Joining the reference data

In this case, we need to use inner_join to merge the unique district number to its actual name that we can work with later.

sped_joined <- dref |>
  inner_join(dstud, by = "district")

sped_joined |> head()

Let’s glimpse() your new data so you can see all the columns have been added.
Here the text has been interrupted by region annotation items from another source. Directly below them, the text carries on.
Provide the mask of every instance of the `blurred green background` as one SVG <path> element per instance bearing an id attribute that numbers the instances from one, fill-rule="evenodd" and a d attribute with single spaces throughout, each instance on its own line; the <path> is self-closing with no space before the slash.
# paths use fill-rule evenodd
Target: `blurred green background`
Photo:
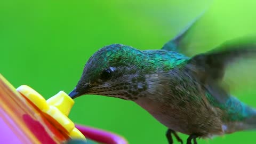
<path id="1" fill-rule="evenodd" d="M 122 43 L 140 50 L 160 49 L 210 3 L 2 0 L 0 73 L 14 86 L 28 85 L 46 98 L 60 90 L 68 93 L 100 48 Z M 251 0 L 214 1 L 188 41 L 206 51 L 226 40 L 255 34 L 255 6 Z M 234 94 L 256 107 L 256 91 L 240 88 Z M 167 143 L 166 128 L 132 102 L 96 95 L 75 101 L 70 117 L 76 123 L 114 132 L 130 143 Z M 254 143 L 255 134 L 237 132 L 199 143 Z"/>

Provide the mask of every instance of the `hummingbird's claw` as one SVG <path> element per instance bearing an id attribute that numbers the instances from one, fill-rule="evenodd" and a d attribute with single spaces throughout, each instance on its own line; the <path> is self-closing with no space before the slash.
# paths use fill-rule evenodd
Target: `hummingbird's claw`
<path id="1" fill-rule="evenodd" d="M 173 134 L 176 139 L 178 141 L 180 142 L 181 144 L 183 144 L 182 140 L 178 135 L 178 134 L 174 131 L 168 129 L 166 131 L 166 136 L 167 139 L 168 140 L 168 142 L 169 144 L 173 143 L 173 140 L 172 139 L 172 133 Z"/>
<path id="2" fill-rule="evenodd" d="M 187 144 L 192 144 L 191 141 L 193 139 L 194 144 L 197 144 L 196 141 L 196 138 L 198 137 L 198 135 L 195 134 L 193 134 L 189 135 L 188 138 L 187 139 Z"/>

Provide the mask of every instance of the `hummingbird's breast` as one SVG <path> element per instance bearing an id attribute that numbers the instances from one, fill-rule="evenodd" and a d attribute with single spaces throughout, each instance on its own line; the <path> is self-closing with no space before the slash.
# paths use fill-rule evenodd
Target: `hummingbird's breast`
<path id="1" fill-rule="evenodd" d="M 200 84 L 182 68 L 146 75 L 148 89 L 134 100 L 174 131 L 202 137 L 223 134 L 221 111 L 207 101 Z"/>

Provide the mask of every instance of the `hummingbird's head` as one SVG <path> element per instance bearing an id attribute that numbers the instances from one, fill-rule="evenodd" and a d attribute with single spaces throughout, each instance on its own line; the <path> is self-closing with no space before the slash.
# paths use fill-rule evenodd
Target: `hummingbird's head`
<path id="1" fill-rule="evenodd" d="M 143 52 L 121 44 L 105 46 L 87 62 L 69 96 L 90 94 L 135 100 L 147 89 Z"/>

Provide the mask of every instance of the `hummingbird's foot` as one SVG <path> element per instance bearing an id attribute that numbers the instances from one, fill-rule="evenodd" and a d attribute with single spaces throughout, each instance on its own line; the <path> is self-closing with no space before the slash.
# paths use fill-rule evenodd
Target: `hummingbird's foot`
<path id="1" fill-rule="evenodd" d="M 189 135 L 188 138 L 187 139 L 187 144 L 192 144 L 191 140 L 193 139 L 194 144 L 197 144 L 197 142 L 196 141 L 196 138 L 198 137 L 197 134 L 193 134 Z"/>
<path id="2" fill-rule="evenodd" d="M 181 144 L 183 144 L 182 140 L 181 140 L 181 139 L 180 139 L 179 135 L 178 135 L 178 134 L 176 133 L 176 132 L 172 130 L 168 129 L 166 131 L 165 135 L 166 136 L 169 144 L 173 143 L 173 140 L 172 139 L 172 133 L 173 134 L 173 135 L 174 135 L 175 138 L 179 142 L 181 143 Z"/>

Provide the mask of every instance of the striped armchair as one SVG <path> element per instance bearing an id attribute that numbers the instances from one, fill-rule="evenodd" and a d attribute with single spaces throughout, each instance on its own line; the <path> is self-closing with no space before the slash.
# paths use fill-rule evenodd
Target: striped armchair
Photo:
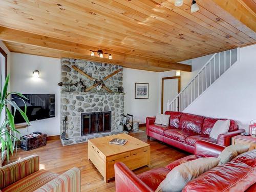
<path id="1" fill-rule="evenodd" d="M 81 173 L 73 167 L 61 175 L 39 169 L 34 155 L 0 167 L 0 192 L 80 192 Z"/>

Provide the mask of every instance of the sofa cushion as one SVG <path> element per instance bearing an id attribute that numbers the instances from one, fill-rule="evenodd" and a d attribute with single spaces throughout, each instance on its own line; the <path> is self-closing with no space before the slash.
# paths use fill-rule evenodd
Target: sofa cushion
<path id="1" fill-rule="evenodd" d="M 250 145 L 237 143 L 229 145 L 225 148 L 219 156 L 221 160 L 220 164 L 224 164 L 230 161 L 238 155 L 248 152 Z"/>
<path id="2" fill-rule="evenodd" d="M 1 190 L 2 192 L 34 191 L 58 176 L 54 173 L 41 169 Z"/>
<path id="3" fill-rule="evenodd" d="M 239 161 L 252 167 L 256 167 L 256 150 L 239 155 L 232 161 Z"/>
<path id="4" fill-rule="evenodd" d="M 210 131 L 214 124 L 218 120 L 227 120 L 227 119 L 218 119 L 215 118 L 206 117 L 204 119 L 203 127 L 201 131 L 201 134 L 203 135 L 210 135 Z M 237 121 L 230 119 L 230 124 L 228 132 L 237 130 L 238 129 Z"/>
<path id="5" fill-rule="evenodd" d="M 156 192 L 181 191 L 188 182 L 216 166 L 219 161 L 216 157 L 204 157 L 182 163 L 168 174 Z"/>
<path id="6" fill-rule="evenodd" d="M 172 128 L 169 126 L 165 126 L 161 124 L 151 124 L 148 126 L 148 130 L 154 133 L 156 133 L 158 134 L 163 135 L 163 132 L 167 130 L 169 130 Z"/>
<path id="7" fill-rule="evenodd" d="M 137 176 L 155 191 L 169 172 L 166 168 L 160 167 L 143 172 Z"/>
<path id="8" fill-rule="evenodd" d="M 179 123 L 180 117 L 181 117 L 183 113 L 174 111 L 166 111 L 164 114 L 166 115 L 170 115 L 169 120 L 170 126 L 176 129 L 181 129 L 181 127 L 179 126 Z"/>
<path id="9" fill-rule="evenodd" d="M 241 162 L 230 162 L 190 181 L 182 192 L 244 191 L 255 182 L 256 169 Z"/>
<path id="10" fill-rule="evenodd" d="M 164 131 L 164 135 L 168 138 L 181 142 L 185 142 L 186 138 L 192 135 L 198 135 L 197 133 L 186 130 L 181 130 L 178 129 L 173 129 Z"/>
<path id="11" fill-rule="evenodd" d="M 204 141 L 210 142 L 214 143 L 217 143 L 217 140 L 216 139 L 211 138 L 207 135 L 193 135 L 192 136 L 187 137 L 186 138 L 185 143 L 189 145 L 195 146 L 196 142 L 199 140 L 203 140 Z"/>
<path id="12" fill-rule="evenodd" d="M 167 165 L 165 167 L 169 169 L 170 170 L 172 170 L 172 169 L 174 167 L 180 165 L 182 163 L 186 163 L 187 162 L 193 161 L 201 158 L 202 158 L 202 157 L 199 155 L 190 155 L 188 156 L 184 157 L 182 158 L 174 161 L 174 162 Z"/>
<path id="13" fill-rule="evenodd" d="M 183 113 L 180 119 L 179 126 L 182 130 L 193 131 L 200 134 L 204 119 L 204 117 L 203 116 Z"/>

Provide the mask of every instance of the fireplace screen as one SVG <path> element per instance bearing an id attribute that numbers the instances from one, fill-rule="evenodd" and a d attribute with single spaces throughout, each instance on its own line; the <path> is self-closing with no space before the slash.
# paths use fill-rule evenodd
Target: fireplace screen
<path id="1" fill-rule="evenodd" d="M 81 136 L 111 131 L 111 111 L 81 114 Z"/>

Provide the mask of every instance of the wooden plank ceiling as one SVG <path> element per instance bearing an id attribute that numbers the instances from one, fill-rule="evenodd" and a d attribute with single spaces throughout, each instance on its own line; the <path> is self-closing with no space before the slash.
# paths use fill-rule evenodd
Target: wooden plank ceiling
<path id="1" fill-rule="evenodd" d="M 174 2 L 1 0 L 0 39 L 12 52 L 158 72 L 191 71 L 178 62 L 256 42 L 254 0 L 198 0 L 194 13 L 190 0 Z M 90 56 L 99 49 L 113 59 Z"/>

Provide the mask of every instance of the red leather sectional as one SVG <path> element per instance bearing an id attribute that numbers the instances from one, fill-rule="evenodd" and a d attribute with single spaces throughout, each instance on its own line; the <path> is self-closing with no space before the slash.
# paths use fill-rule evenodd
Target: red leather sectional
<path id="1" fill-rule="evenodd" d="M 231 144 L 232 137 L 245 132 L 238 129 L 237 121 L 230 120 L 228 132 L 219 135 L 217 140 L 209 137 L 210 131 L 218 119 L 206 117 L 185 113 L 166 111 L 170 115 L 168 126 L 155 124 L 156 117 L 147 117 L 146 135 L 164 143 L 186 151 L 194 153 L 197 141 L 203 140 L 221 145 Z"/>
<path id="2" fill-rule="evenodd" d="M 136 175 L 123 163 L 115 164 L 117 192 L 153 192 L 168 173 L 181 163 L 202 157 L 217 157 L 224 146 L 205 141 L 197 141 L 195 155 L 175 161 L 165 167 Z M 237 156 L 187 183 L 182 192 L 256 191 L 256 150 Z"/>

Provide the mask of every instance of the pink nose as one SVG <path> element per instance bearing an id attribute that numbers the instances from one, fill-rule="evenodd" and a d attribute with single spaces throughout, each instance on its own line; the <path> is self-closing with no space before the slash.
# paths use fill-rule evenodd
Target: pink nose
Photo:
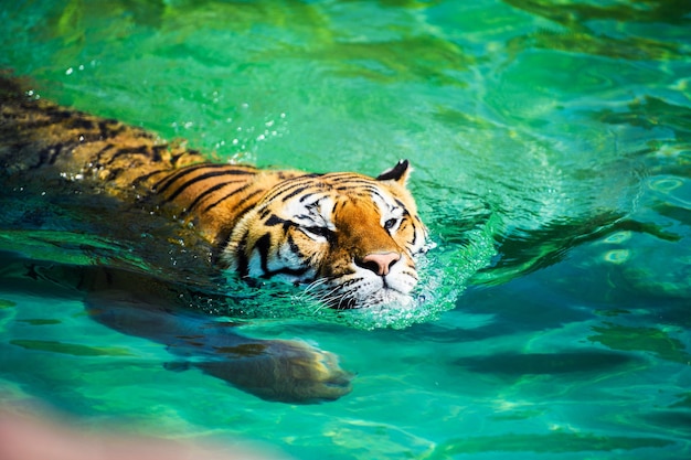
<path id="1" fill-rule="evenodd" d="M 400 259 L 401 255 L 397 253 L 375 253 L 364 256 L 358 265 L 374 271 L 379 276 L 386 276 L 389 275 L 389 269 Z"/>

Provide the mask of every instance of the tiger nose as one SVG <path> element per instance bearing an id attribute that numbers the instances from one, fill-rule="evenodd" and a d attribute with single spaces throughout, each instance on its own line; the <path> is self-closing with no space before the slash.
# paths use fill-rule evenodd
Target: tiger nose
<path id="1" fill-rule="evenodd" d="M 360 260 L 359 266 L 374 271 L 379 276 L 389 275 L 389 269 L 401 259 L 398 253 L 368 254 Z"/>

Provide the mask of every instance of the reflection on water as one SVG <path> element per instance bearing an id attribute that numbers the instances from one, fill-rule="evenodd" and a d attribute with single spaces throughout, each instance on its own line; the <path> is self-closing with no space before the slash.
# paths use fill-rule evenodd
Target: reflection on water
<path id="1" fill-rule="evenodd" d="M 151 249 L 173 222 L 107 234 L 103 203 L 3 191 L 8 398 L 297 458 L 688 457 L 688 2 L 103 4 L 8 6 L 0 66 L 221 160 L 376 174 L 408 158 L 437 244 L 425 310 L 346 319 L 299 312 L 281 288 L 224 297 L 204 248 Z M 243 332 L 318 342 L 358 373 L 353 393 L 284 407 L 166 371 L 164 349 L 94 324 L 54 282 L 98 264 L 208 312 L 256 307 Z"/>

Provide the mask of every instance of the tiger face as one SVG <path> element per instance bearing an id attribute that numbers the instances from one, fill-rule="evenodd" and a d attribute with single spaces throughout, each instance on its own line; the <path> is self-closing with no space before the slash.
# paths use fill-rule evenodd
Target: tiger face
<path id="1" fill-rule="evenodd" d="M 241 276 L 273 278 L 336 309 L 404 306 L 426 229 L 405 188 L 408 162 L 376 179 L 305 174 L 275 185 L 237 223 L 223 258 Z"/>

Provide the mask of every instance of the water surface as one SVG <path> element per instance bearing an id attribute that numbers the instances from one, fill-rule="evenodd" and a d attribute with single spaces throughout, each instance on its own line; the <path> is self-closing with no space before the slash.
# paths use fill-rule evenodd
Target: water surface
<path id="1" fill-rule="evenodd" d="M 168 371 L 162 345 L 25 271 L 168 274 L 179 248 L 151 266 L 95 210 L 4 191 L 3 402 L 299 459 L 691 457 L 688 2 L 24 1 L 0 19 L 0 66 L 41 97 L 220 160 L 410 159 L 437 244 L 416 318 L 241 328 L 358 374 L 336 403 L 281 405 Z"/>

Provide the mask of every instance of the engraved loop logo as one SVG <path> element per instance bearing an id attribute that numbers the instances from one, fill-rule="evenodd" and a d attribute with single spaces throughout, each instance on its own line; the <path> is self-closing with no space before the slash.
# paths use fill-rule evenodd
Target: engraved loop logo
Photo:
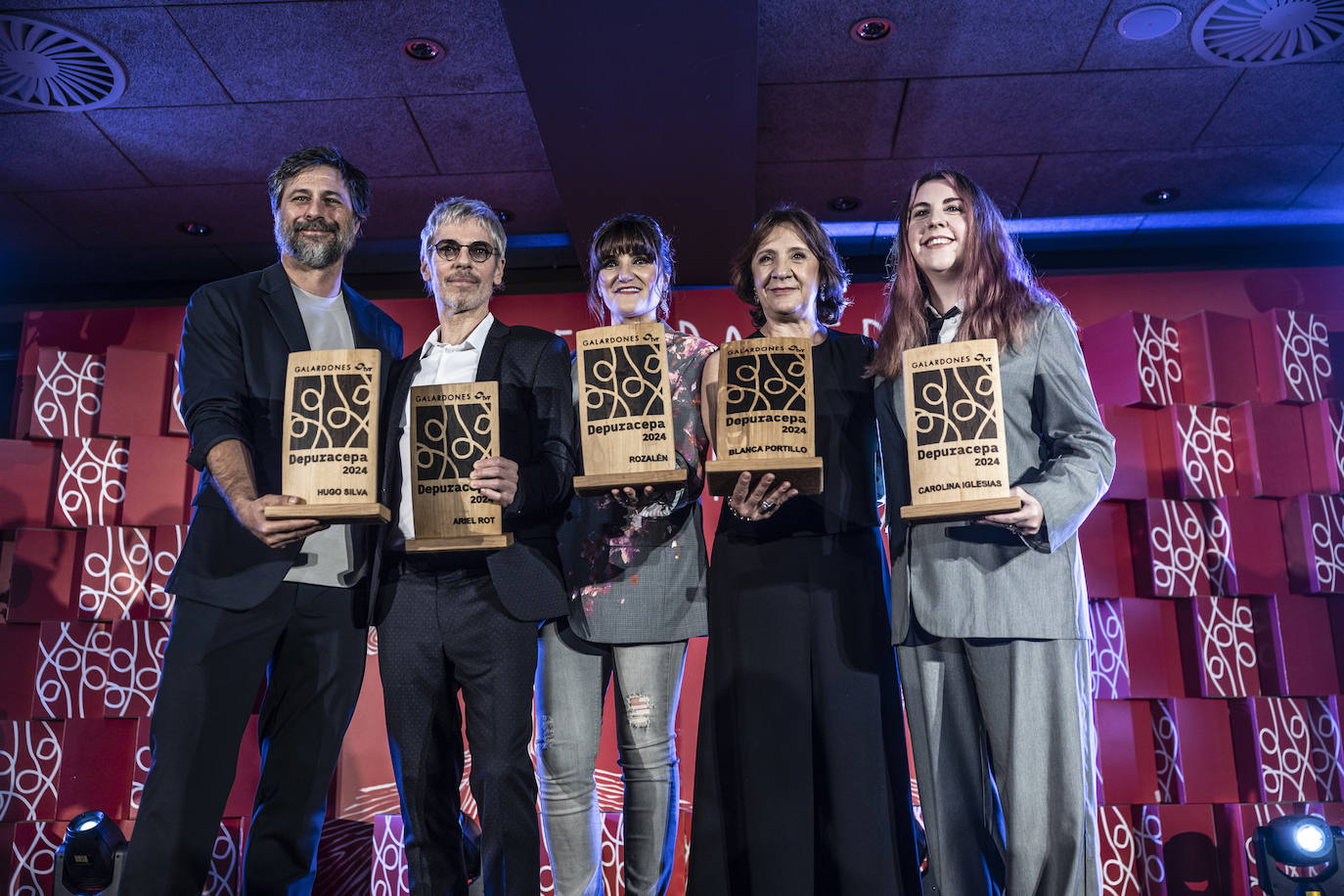
<path id="1" fill-rule="evenodd" d="M 663 345 L 612 345 L 582 353 L 589 420 L 664 412 Z"/>
<path id="2" fill-rule="evenodd" d="M 759 352 L 728 359 L 727 414 L 808 410 L 805 364 L 797 352 Z"/>
<path id="3" fill-rule="evenodd" d="M 465 480 L 489 455 L 491 406 L 485 402 L 415 408 L 415 474 L 422 482 Z"/>
<path id="4" fill-rule="evenodd" d="M 999 438 L 989 364 L 915 371 L 913 377 L 917 445 Z"/>
<path id="5" fill-rule="evenodd" d="M 296 376 L 289 450 L 367 449 L 372 400 L 371 373 Z"/>

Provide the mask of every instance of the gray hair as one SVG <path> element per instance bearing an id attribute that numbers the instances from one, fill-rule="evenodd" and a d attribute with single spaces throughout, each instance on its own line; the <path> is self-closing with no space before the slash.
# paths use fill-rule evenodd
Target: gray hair
<path id="1" fill-rule="evenodd" d="M 491 242 L 499 250 L 500 258 L 504 258 L 504 246 L 508 240 L 504 236 L 504 224 L 500 223 L 500 216 L 495 214 L 495 210 L 480 199 L 453 196 L 452 199 L 441 200 L 429 214 L 429 220 L 425 222 L 425 228 L 421 231 L 421 261 L 426 265 L 429 263 L 433 254 L 430 240 L 434 239 L 439 224 L 461 224 L 464 220 L 473 218 L 481 222 L 485 230 L 489 231 Z"/>

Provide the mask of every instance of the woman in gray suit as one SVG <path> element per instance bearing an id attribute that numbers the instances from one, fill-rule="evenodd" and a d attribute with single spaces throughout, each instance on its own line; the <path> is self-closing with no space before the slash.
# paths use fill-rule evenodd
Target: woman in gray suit
<path id="1" fill-rule="evenodd" d="M 1078 527 L 1106 492 L 1102 427 L 1073 320 L 965 175 L 919 177 L 891 250 L 874 360 L 898 646 L 935 893 L 1097 893 L 1090 629 Z M 1021 509 L 905 524 L 900 357 L 993 339 Z"/>
<path id="2" fill-rule="evenodd" d="M 672 246 L 657 222 L 621 215 L 598 227 L 589 282 L 597 320 L 665 318 Z M 687 639 L 706 633 L 700 486 L 708 437 L 700 423 L 700 371 L 714 345 L 663 326 L 673 447 L 687 484 L 574 498 L 559 533 L 570 615 L 542 629 L 536 684 L 542 823 L 556 896 L 602 893 L 593 771 L 613 677 L 625 778 L 625 892 L 665 893 L 672 877 L 681 666 Z"/>

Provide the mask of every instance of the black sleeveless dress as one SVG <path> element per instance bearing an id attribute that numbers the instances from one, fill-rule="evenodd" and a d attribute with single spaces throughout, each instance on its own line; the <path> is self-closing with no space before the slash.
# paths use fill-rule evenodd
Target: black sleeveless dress
<path id="1" fill-rule="evenodd" d="M 719 516 L 688 896 L 919 892 L 872 349 L 836 330 L 812 349 L 823 493 Z"/>

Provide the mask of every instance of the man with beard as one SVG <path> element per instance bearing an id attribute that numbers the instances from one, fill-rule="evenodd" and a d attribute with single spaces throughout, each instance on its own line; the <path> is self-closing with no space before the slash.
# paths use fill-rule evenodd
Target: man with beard
<path id="1" fill-rule="evenodd" d="M 261 780 L 246 891 L 308 893 L 336 756 L 364 673 L 372 529 L 267 520 L 280 494 L 290 352 L 376 348 L 402 330 L 341 267 L 368 215 L 368 179 L 312 146 L 270 175 L 280 262 L 202 286 L 183 321 L 181 410 L 195 512 L 167 591 L 177 595 L 155 701 L 153 764 L 122 893 L 199 893 L 238 746 L 265 677 Z"/>
<path id="2" fill-rule="evenodd" d="M 421 231 L 421 275 L 439 324 L 394 372 L 387 391 L 392 508 L 374 562 L 380 576 L 379 670 L 402 798 L 414 896 L 466 896 L 458 782 L 462 717 L 472 794 L 481 813 L 481 872 L 489 896 L 536 896 L 540 836 L 532 736 L 538 622 L 563 615 L 555 528 L 574 477 L 570 352 L 554 333 L 507 326 L 491 313 L 504 278 L 504 228 L 482 201 L 438 203 Z M 495 380 L 499 457 L 474 462 L 470 485 L 504 508 L 513 544 L 489 553 L 406 553 L 411 513 L 413 386 Z"/>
There should be 13087 rows of joined data.

sped_joined |> glimpse()

Rows: 13,087
Columns: 9
$ district <chr> "001902", "001902", "001902", "001902", "001902", "001902", "…
$ cntyname <chr> "ANDERSON", "ANDERSON", "ANDERSON", "ANDERSON", "ANDERSON", "…
$ distname <chr> "CAYUGA ISD", "CAYUGA ISD", "CAYUGA ISD", "CAYUGA ISD", "CAYU…
$ dflchart <chr> "N", "N", "N", "N", "N", "N", "N", "N", "N", "N", "N", "N", "…
$ dflalted <chr> "N", "N", "N", "N", "N", "N", "N", "N", "N", "N", "N", "N", "…
$ dpetallc <dbl> 595, 553, 577, 568, 576, 575, 564, 557, 535, 574, 593, 1236, …
$ dpetspec <dbl> 73, 76, 76, 78, 82, 83, 84, 82, 78, 84, 83, 113, 107, 126, 14…
$ dpetspep <dbl> 12.3, 13.7, 13.2, 13.7, 14.2, 14.4, 14.9, 14.7, 14.6, 14.6, 1…
$ year     <chr> "2013", "2014", "2015", "2016", "2017", "2018", "2019", "2020…

Cleaning the data

In this section we will filter, select, and remove certain columns to focus on traditional schools in our analysis. We will also remove and rename columns to make them more descriptive.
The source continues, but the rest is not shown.